Core views:
Everbright Bank released its 2024 quarterly report. Our comments are as follows: In 24Q1, revenue, PPOP, and net profit to mother changed by -9.6%, -11.2%, and 0.4%, respectively. The growth rate changed by -5.7pct, -6.7pct, and +9.4pct, respectively, compared with the 23A growth rate. Driven by cumulative performance, growth in scale, provision back-up, and effective tax rates have contributed positively. Factors such as narrowing net interest spreads and declining net handling fee revenue have contributed to a certain extent.
Highlights: (1) Performance returned to positive growth. According to the 23 annual report disclosed by the company earlier, due to the company's 23Q4 large accrual provisions, profit unexpectedly grew negatively for the full year of '23, which attracted market attention. The Q24 quarterly report was released, and the 24Q1 profit growth rate returned to positive growth, indicating that the obvious pressure on the performance of the provision plan was one-time and helped ease market concerns. (2) The rate of defective production has decreased. At the end of the first quarter of '24, the company's non-performing loan ratio was 1.25%, the same as at the end of the previous year; the provision coverage rate was 185.10%, up 3.83 percentage points from the end of the previous year. Although the 24Q1 company's provision schedule declined year-on-year, the non-performing rate was stable and the provision coverage rate increased, indicating a decrease in the company's negative generation pressure. We estimate that the 24Q1 company's annualized non-performing loan generation rate was 0.76%, a year-on-year decrease of 0.49pct. (3) The growth rate of scale has slowed, and the capacity for endogenous capital growth has increased. At the end of 24Q1, the company's expansion slowed further, and the risk-weighted asset growth rate continued to be lower than ROE* (1-dividend rate). A moderate slowdown in scale growth helped consolidate the quality of the company's operations and improve the sustainability of the company's endogenous capital. At the end of 24Q1, the capital adequacy ratio of companies at all levels increased significantly compared to the end of 23.
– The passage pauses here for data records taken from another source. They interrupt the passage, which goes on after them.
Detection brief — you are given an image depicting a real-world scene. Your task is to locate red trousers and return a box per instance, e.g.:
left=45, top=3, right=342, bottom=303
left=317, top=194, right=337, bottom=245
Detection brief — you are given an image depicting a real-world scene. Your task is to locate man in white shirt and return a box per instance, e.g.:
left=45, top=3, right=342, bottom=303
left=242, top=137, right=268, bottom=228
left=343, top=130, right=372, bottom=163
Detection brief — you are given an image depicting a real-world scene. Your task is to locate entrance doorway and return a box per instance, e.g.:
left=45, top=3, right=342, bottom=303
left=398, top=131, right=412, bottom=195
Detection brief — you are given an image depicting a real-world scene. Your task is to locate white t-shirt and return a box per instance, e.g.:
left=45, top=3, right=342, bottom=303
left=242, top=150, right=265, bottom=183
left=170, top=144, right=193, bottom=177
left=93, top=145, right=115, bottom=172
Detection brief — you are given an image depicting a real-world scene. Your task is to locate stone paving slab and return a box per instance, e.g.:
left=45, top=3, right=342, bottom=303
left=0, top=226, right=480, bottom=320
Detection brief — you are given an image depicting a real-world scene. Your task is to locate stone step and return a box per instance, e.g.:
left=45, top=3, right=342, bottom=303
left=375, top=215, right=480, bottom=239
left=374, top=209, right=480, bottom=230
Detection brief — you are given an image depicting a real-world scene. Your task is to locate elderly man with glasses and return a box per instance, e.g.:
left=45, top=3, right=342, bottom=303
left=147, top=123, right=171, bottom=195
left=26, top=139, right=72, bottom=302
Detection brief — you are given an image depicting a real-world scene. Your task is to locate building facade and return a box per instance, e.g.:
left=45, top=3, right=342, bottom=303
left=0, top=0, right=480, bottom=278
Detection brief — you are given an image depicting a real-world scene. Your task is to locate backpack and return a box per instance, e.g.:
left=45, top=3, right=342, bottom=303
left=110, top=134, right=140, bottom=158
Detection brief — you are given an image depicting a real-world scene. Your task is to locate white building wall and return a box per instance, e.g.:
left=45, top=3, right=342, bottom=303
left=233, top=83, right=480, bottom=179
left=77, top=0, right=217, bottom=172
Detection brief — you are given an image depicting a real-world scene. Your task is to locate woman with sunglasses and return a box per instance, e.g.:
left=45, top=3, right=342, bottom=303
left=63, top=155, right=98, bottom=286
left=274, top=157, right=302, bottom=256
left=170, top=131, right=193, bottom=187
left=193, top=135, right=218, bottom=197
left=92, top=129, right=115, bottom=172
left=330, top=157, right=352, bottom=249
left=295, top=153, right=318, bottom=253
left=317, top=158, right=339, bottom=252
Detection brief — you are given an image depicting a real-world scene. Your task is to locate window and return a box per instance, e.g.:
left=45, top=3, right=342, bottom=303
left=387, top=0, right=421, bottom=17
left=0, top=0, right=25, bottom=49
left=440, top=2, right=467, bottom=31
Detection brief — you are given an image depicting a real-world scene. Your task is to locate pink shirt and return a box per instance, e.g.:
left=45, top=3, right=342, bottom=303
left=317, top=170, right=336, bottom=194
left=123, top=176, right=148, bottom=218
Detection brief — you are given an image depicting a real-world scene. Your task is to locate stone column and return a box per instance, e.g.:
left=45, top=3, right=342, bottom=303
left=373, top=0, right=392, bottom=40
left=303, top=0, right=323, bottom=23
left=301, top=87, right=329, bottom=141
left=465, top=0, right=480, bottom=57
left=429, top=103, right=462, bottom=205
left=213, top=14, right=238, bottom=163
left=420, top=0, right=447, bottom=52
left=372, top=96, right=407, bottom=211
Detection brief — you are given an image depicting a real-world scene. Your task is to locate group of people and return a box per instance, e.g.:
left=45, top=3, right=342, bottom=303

Concern: (1) Interest spreads continue to narrow. We estimate that the 24Q1 company's net interest spread was 1.55%, and the net interest spread continued to decline by about 13 BP from the 23Q4 single quarter. Mainly due to a decline in asset-side returns, the interest-bearing debt cost ratio remained flat month-on-month. It is expected that the pressure on interest spreads will ease somewhat as the effects of lower deposit interest rates are reflected in the future. (2) Handling fees have declined a lot. In 24Q1, the company's net handling fee fell 24.8% year on year. The decline was significant, which clearly dragged down revenue growth.
Profit forecast and investment advice: After experiencing an unexpected decline in the company's profit in the 23rd annual report, the 24Q1 profit growth rate returned to positive growth, which helped ease market concerns. Although the company's interest spreads and handling fees are still under pressure, the base effect has subsided. It is expected that the subsequent decline in revenue will gradually narrow, and the profit growth rate will remain stable. The company's net profit growth rate in 24/25 is expected to be +1.2%/+1.6%, EPS is 0.62/0.63 yuan/share, respectively. The current stock price is 5.1X/5.0X for 24/25 PE and 0.39X/0.37X for 24/25 PB, respectively. Taking into account the central and fundamental conditions of the company's historical PB (LF) valuation, maintaining the company's reasonable value of 5.38 yuan per share, corresponding to the 24-year PB valuation ratio, the reasonable value of H shares 4.07 HKD/share, all with a “buy” rating.
Risk warning: (1) the quality of retail assets deteriorated due to a decline in economic growth exceeding expectations; (2) deposit costs rose more than expected; (3) policy regulation exceeded expectations.